Produire les corps de la différence comme « espèce » distincte
On peut considérer (rapidement) l’État contemporain comme l’enchâssement des réalités qu’impose conjointement l’État-nation et l’État-providence, comme ce qui est clôt juridiquement, en tant qu’espace territorial, et comme ce qui se délimite juridiquement comme production de la population (production de l’identité nationale et production des corps sains), et ainsi successivement, comme fonctions et actions publiques prenant en charge la vie sociale à nue : la naissance et les décès ; la vie et la mort ; le propre et le sale.
Les camps sont au cœur d’une action gouvernementale puisqu’ils constituent des lieux où le pouvoir est produit, des dispositifs à travers lesquels on institue une « différence », on classe, on répertorie, on assigne. Cette technique de gouvernement permet de conférer des statuts à ceux qui n’en n’ont pas, et par ailleurs rationnalise et légitime l’action qui conduit à trier, interner, punir, déporter, rapatrier. Le caractère productif d’un camp est ainsi comme l’expose Federico Rahola, « une productivité qui consiste justement à « donner forme » et à ratifier une différence radicale : en définissant celui qui est passible d’internement, puis en gérant les corps des internés – à savoir en les disciplinant, en les assujettissant, en les administrant, en les clandestinisant » [14].

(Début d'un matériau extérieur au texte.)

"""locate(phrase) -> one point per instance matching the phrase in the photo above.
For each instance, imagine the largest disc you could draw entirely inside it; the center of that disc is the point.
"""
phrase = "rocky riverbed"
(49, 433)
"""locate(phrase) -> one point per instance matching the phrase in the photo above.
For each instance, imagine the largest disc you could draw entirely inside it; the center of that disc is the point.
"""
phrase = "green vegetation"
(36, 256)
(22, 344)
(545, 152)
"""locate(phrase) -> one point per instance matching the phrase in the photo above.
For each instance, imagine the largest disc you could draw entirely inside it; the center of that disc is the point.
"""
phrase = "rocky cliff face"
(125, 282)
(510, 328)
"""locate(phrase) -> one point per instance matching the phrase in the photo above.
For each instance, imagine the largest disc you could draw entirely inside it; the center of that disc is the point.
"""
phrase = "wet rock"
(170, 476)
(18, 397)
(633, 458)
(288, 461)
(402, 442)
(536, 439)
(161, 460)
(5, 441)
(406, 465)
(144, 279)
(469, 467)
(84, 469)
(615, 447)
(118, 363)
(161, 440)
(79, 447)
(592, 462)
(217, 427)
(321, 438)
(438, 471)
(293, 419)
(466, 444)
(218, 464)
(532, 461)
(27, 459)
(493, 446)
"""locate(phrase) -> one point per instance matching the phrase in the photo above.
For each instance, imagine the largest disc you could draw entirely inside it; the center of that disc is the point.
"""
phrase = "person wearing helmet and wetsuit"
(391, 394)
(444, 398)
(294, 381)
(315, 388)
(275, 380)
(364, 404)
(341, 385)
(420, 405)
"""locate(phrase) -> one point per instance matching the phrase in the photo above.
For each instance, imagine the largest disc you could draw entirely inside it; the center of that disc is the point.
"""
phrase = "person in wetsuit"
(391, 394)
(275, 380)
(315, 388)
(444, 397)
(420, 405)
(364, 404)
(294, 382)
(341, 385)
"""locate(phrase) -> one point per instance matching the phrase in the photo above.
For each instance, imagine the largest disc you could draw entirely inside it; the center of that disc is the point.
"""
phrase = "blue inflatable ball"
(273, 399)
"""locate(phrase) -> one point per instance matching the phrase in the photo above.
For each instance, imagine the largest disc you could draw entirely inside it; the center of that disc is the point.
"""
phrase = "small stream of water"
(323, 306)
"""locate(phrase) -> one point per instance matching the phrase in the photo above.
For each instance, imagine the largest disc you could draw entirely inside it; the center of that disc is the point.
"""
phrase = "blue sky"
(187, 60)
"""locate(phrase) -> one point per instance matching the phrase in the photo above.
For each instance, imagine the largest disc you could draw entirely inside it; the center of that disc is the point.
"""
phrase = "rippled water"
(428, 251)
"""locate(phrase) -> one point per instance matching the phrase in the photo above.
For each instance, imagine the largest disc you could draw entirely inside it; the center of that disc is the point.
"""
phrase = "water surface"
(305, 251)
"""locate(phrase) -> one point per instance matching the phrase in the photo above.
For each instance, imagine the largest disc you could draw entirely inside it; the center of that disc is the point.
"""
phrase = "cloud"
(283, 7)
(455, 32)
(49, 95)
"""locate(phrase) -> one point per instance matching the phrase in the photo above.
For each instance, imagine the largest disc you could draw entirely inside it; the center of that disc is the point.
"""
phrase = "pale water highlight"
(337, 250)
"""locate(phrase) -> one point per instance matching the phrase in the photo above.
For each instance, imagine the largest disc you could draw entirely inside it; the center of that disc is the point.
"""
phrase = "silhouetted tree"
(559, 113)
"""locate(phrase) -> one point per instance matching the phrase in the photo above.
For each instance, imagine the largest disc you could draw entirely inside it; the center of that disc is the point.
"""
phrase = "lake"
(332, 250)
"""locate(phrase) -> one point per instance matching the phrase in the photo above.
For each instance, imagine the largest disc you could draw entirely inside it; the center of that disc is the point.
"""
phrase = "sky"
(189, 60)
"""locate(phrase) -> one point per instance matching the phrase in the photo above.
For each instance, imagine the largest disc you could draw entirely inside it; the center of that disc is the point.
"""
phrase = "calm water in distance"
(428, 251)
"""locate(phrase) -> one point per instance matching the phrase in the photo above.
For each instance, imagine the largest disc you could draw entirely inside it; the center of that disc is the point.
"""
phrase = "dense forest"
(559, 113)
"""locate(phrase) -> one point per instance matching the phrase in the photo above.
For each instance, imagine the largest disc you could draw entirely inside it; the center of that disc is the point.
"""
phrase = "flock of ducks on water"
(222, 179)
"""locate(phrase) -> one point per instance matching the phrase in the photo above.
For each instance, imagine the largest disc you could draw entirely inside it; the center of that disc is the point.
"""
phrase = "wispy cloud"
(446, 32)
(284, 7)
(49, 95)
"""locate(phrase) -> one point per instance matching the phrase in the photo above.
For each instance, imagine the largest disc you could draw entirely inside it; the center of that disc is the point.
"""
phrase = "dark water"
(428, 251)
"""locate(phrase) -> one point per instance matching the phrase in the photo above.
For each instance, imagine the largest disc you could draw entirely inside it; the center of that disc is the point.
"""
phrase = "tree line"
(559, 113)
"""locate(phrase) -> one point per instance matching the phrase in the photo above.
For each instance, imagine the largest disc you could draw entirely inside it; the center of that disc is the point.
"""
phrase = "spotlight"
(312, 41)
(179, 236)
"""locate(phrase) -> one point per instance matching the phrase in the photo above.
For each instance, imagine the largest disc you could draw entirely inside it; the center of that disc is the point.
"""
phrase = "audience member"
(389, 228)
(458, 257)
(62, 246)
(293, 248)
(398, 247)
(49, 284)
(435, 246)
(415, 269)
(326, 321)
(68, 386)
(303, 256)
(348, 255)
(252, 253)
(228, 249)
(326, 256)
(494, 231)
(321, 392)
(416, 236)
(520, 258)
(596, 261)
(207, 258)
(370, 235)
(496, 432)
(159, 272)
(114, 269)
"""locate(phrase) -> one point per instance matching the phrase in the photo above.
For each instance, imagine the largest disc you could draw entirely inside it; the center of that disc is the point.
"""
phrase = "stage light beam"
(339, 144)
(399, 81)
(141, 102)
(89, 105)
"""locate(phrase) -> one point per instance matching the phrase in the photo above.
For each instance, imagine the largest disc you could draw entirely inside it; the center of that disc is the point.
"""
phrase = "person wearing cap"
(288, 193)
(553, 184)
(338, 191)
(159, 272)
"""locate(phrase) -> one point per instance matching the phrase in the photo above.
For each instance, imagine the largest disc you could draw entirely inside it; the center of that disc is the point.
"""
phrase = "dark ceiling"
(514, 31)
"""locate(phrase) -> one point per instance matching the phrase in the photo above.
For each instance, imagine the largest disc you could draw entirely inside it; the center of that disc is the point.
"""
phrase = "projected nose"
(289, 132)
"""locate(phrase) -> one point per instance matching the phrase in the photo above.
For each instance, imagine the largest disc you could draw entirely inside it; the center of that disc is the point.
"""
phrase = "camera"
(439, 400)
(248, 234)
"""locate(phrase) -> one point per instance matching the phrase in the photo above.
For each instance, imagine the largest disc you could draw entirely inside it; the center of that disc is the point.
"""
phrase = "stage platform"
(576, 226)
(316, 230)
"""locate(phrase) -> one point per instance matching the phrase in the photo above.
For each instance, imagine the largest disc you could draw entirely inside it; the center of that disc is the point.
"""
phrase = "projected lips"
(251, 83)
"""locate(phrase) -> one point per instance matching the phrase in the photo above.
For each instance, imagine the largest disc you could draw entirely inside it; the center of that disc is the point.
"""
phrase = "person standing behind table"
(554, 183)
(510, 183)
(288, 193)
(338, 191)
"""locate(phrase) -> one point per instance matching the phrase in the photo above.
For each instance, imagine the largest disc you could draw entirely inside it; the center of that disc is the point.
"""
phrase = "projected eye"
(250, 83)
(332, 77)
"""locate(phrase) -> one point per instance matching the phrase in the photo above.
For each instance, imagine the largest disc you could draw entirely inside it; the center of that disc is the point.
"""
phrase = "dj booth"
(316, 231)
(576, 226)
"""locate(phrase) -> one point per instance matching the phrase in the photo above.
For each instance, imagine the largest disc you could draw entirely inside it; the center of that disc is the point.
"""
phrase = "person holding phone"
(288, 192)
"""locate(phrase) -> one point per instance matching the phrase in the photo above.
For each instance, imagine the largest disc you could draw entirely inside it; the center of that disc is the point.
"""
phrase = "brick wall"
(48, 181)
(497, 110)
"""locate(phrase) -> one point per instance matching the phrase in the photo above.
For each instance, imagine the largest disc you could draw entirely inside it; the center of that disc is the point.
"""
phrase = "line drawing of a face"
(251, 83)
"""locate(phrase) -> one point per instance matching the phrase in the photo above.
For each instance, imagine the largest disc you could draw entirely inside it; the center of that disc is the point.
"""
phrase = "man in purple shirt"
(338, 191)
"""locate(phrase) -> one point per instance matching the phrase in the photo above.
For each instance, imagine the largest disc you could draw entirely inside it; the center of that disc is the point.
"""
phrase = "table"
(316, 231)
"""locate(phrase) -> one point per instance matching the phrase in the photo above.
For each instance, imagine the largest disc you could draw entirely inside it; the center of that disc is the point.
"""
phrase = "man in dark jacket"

Le camp est une pure « technologie de pouvoir » au sens où Foucault l’entend[15]. Il ne s’agit plus d’un espace de pouvoir traditionnel où s’exerce la puissance de justice de l’État (« faire mourir ou laisser vivre »), il est désormais traversé par un « pouvoir exactement inverse ». Le camp est le lieu qui permet de « « faire » vivre et de « laisser » mourir. » Il est un au-delà disciplinaire, une « nouvelle technologie qui se met en place [et] s’adresse à la multiplicité des hommes, mais non pas tant qu’ils se résument à des corps, mais en tant qu’elle forme, au contraire, une masse globale, affectée de processus d’ensemble qui sont propres à la vie, et qui sont des processus comme la naissance, la mort, la production, la maladie, etc. » C’est là le passage d’une « anatomo-politique du corps humain vers une « biopolitique » de l’espèce humaine. »[16]
La technologie de l’internement administratif des non-nationaux met à jour la contradiction logique du droit de l’ordre public. En assumant, la sécurité des espaces et des populations, qui relève toujours de la sécurité de l’État pour lui-même, la puissance publique a conjointement l’obligation d’assumer la salubrité publique, dont on sait qu’elle fonde tout ordre de commandement aux individus et aux choses, des populations aux milieux. À Rivesaltes, comme ailleurs dans les camps d’internement du sud de la France, la capacité d’administration de cet espace oscille toujours entre ordre étatique et ordre sanitaire. Ce n’est que par nécessité de l’ordre sanitaire que s’établit la lutte contre la malnutrition ou les maladies. Comme l’énonce Denis Peschanski « Le préfet [des P-O] signala l’existence dans son département d’un très vaste camp pouvant accueillir jusqu’à 50 000 personnes, avec toutes garanties d’hygiène et de confort […]. Quant aux raisons qui poussèrent finalement les autorités à choisir cette option, elles furent explicitées dans une lettre de la DGSN au préfet des Pyrénées-Orientales, le 10 décembre 1940 : « l’internement des étrangers refoulés d’Allemagne en séjournant sans travail sur notre territoire pose des problèmes d’hébergement et d’hygiène qu’il est absolument nécessaire de résoudre d’extrême urgence. […] » »[17].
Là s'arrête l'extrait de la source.